Yes, I am deeply saddened by the deaths of these 13 men and women, all of whom were loved and important to many people. However, another 100+ (numbers are uncertain at this time) or more Afghanis were also killed in the same attack, some of them young children. How can I write a tribute to the U.S. military dead without also memorializing those innocent Afghani civilians? Can anyone reading this tell me that the military staff were somehow more important, more valuable people than those Afghanis? If you can, I would very much like to hear your reasoning.
A life. No, not all lives are equal in what they produce during their time here on earth. You have people like Dr. Martin Luther King who did so much good in his short 39 years here on earth, then you have the average John Doe who makes many friends over a lifetime, but his contributions are mainly small, local ones. Does that make John Doe’s life worth less than MLK’s? Certainly not to his spouse, children, grandchildren, and the friends he made over the course of his life. Yes, there is a day set aside every year to honour Dr. King but not John Doe. But you know John’s family has a special day of remembrance for him. He was important, too.
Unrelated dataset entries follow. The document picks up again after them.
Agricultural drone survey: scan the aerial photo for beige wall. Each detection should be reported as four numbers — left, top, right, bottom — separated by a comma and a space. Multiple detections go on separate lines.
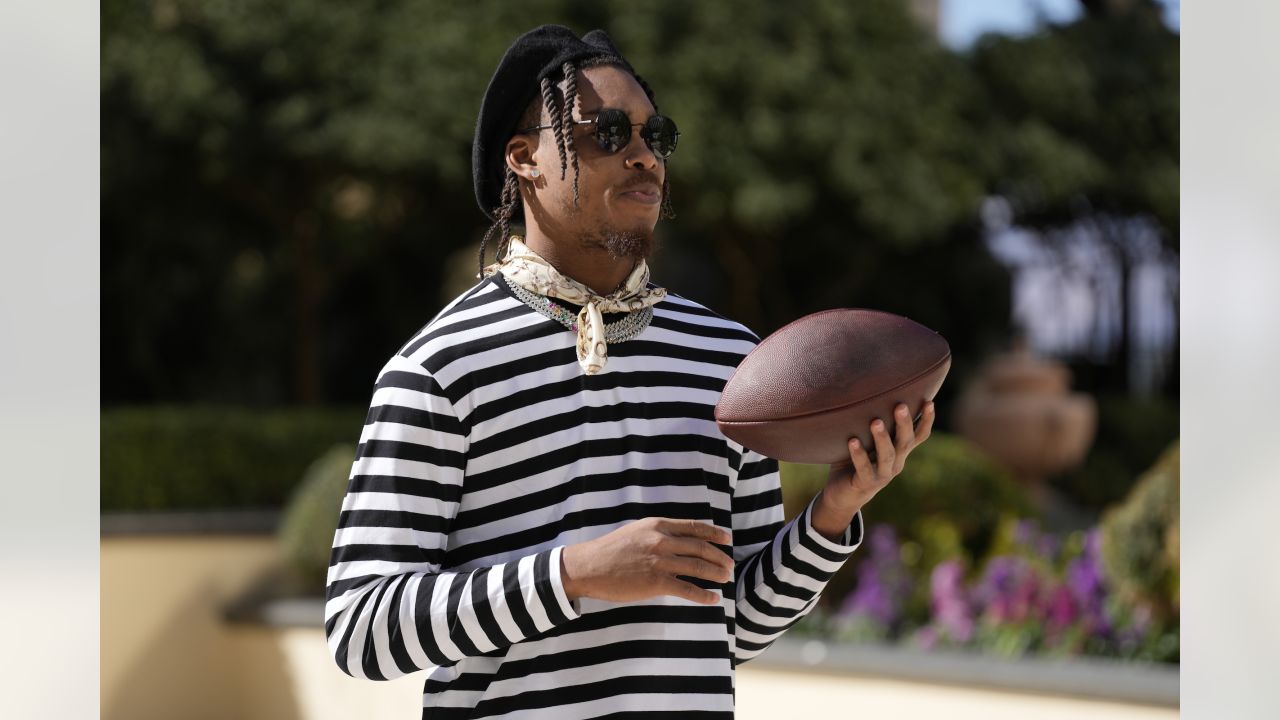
101, 535, 282, 720
231, 626, 427, 720
735, 667, 1178, 720
102, 535, 426, 720
102, 535, 1177, 720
When the evacuation from Afghanistan is complete, when final tally is in, I will likely write about all those who died this month, including the 13 soldiers. But folks, it ain’t over yet. The Taliban, the U.S., and some 96 other nations have agreed to allow the evacuations to continue past the August 31st deadline. At least twice in recent days, additional attacks, presumably by ISIS-K, have been thwarted by U.S. drone attacks, the most recent of which killed Afghan children. As of today, we have no idea what the final tally will be. The end of the story has yet to be written.
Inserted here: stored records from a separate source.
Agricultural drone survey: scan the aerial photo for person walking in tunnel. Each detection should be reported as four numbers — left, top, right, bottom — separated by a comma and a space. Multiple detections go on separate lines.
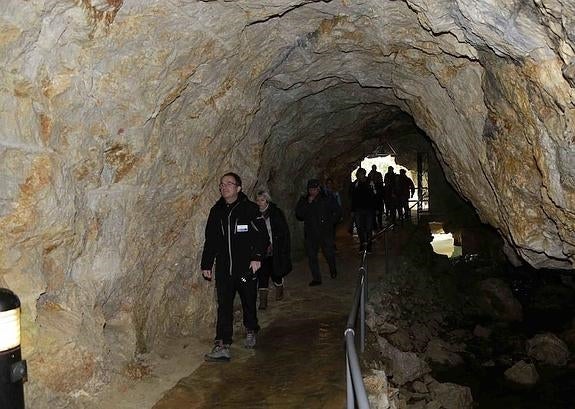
350, 167, 377, 253
254, 190, 292, 310
201, 172, 269, 361
396, 168, 415, 222
368, 165, 384, 230
383, 166, 397, 222
295, 178, 342, 286
324, 177, 343, 251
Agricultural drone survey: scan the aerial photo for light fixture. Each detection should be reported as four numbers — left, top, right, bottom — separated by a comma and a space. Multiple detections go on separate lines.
0, 288, 27, 409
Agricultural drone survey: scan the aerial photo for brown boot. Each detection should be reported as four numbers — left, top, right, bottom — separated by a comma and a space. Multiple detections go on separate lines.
275, 285, 284, 301
258, 289, 268, 310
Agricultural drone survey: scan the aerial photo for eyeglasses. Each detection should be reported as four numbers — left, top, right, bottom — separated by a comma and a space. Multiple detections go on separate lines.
219, 182, 238, 188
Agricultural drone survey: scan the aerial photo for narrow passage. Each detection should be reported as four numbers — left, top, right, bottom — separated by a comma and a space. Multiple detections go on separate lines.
151, 230, 390, 408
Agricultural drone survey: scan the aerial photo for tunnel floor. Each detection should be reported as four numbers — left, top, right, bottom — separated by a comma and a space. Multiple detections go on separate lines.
150, 226, 393, 409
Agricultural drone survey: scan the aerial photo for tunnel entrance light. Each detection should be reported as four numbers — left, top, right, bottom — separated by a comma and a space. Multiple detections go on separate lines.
0, 288, 27, 409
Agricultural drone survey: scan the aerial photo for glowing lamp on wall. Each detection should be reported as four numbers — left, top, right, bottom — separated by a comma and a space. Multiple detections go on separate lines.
0, 288, 27, 409
0, 307, 21, 352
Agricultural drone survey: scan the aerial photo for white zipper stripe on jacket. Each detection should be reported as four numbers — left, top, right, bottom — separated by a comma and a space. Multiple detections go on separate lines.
227, 201, 240, 275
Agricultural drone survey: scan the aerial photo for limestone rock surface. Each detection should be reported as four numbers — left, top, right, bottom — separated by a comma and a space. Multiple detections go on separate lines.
504, 360, 540, 386
0, 0, 574, 405
476, 278, 523, 321
378, 336, 431, 386
429, 382, 473, 409
526, 333, 570, 366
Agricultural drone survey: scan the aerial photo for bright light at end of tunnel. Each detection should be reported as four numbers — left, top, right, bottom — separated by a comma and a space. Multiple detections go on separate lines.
0, 308, 21, 351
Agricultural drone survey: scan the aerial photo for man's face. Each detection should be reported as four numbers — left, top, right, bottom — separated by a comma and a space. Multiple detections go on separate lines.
219, 175, 241, 202
308, 186, 320, 198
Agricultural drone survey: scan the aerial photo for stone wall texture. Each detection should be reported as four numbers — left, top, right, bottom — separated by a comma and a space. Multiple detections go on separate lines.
0, 0, 573, 405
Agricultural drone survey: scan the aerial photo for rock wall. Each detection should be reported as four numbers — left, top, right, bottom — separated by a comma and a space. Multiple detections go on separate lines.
0, 0, 573, 405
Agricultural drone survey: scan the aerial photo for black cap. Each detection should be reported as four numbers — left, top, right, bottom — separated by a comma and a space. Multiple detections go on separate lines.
0, 288, 20, 312
307, 179, 320, 189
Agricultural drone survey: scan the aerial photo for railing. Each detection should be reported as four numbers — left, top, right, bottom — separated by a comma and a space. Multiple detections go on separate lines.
345, 224, 394, 409
345, 249, 370, 409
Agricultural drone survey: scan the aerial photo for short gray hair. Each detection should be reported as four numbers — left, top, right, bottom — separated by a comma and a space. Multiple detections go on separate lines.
256, 190, 272, 203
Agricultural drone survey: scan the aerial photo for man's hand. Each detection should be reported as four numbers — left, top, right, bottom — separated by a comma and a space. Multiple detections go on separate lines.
202, 269, 213, 281
250, 260, 261, 273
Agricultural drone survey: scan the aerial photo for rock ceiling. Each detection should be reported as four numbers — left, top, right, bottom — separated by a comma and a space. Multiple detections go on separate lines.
0, 0, 574, 404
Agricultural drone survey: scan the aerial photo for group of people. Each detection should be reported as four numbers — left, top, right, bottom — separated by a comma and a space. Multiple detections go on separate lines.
199, 168, 414, 362
350, 165, 415, 252
200, 173, 342, 362
200, 173, 292, 361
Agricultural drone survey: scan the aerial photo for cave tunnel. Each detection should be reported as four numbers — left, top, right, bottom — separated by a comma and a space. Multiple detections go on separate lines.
1, 1, 574, 408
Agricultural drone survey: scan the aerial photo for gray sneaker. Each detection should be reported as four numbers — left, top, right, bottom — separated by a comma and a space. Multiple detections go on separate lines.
244, 331, 257, 349
204, 341, 231, 362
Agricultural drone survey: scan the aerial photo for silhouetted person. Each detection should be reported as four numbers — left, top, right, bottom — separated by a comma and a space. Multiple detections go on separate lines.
368, 165, 384, 230
324, 178, 343, 249
350, 168, 377, 253
383, 166, 397, 222
396, 169, 415, 221
201, 172, 269, 361
296, 179, 341, 285
254, 190, 292, 309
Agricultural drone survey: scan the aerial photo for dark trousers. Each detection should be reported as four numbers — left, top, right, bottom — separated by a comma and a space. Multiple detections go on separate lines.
375, 205, 383, 230
354, 209, 373, 249
305, 234, 336, 282
215, 272, 259, 344
257, 257, 282, 289
398, 198, 410, 221
384, 199, 396, 222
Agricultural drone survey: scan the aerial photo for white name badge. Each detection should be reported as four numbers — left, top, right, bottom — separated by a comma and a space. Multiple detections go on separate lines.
236, 224, 249, 233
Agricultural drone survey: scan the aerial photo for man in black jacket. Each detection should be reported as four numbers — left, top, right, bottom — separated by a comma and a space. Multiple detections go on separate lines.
350, 168, 377, 253
295, 179, 342, 286
201, 172, 269, 361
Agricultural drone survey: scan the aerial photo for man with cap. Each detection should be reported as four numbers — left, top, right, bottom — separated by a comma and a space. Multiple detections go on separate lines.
295, 178, 342, 286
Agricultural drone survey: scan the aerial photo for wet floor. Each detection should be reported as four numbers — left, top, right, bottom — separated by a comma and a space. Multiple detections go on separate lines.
151, 227, 394, 409
152, 317, 346, 409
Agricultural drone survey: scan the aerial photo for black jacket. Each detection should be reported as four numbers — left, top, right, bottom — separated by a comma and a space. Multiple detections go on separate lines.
350, 179, 377, 211
201, 192, 269, 278
396, 174, 415, 200
295, 192, 342, 239
261, 203, 292, 278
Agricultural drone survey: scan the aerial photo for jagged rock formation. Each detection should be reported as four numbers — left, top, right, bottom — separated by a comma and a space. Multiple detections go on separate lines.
0, 0, 574, 405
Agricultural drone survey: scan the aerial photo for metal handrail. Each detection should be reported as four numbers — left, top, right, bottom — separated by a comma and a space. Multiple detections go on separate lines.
345, 250, 370, 409
345, 224, 395, 409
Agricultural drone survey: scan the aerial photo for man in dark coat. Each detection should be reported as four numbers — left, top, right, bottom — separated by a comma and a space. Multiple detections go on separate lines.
396, 169, 415, 221
350, 168, 377, 253
383, 166, 397, 222
368, 165, 385, 229
295, 179, 342, 286
201, 172, 269, 361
And while I’m on that topic, I will also not point fingers of blame at either President Biden, or any of the former presidents who made mistakes that cost lives in Afghanistan. There will be a time to assess what we might have done better starting back in 2001, how we might have prevented the deaths of 2,400 U.S. military and countless Afghanis who have been killed over the past 20 years as a result of our occupation of Afghanistan. But first we must finish the task at hand. There will be plenty of blame to go around, I’m sure, and it must be analyzed, and the entire story told. In time. But the blame is far less important that the lessons for the future we must learn from the mistakes of the past. Today, we get as many people out of Afghanistan as we possibly can, bring them to safety, then figure out how best to help them assimilate into our country, our culture.
I am not being heartless. My heart aches for the families of the men and women who are coming home in body bags, but it also aches for the mother who just lost her child in Kabul, the father who lost his entire family. A human life is important no matter what clothing covers it, no matter what skin colour, no matter what religious beliefs or lack thereof.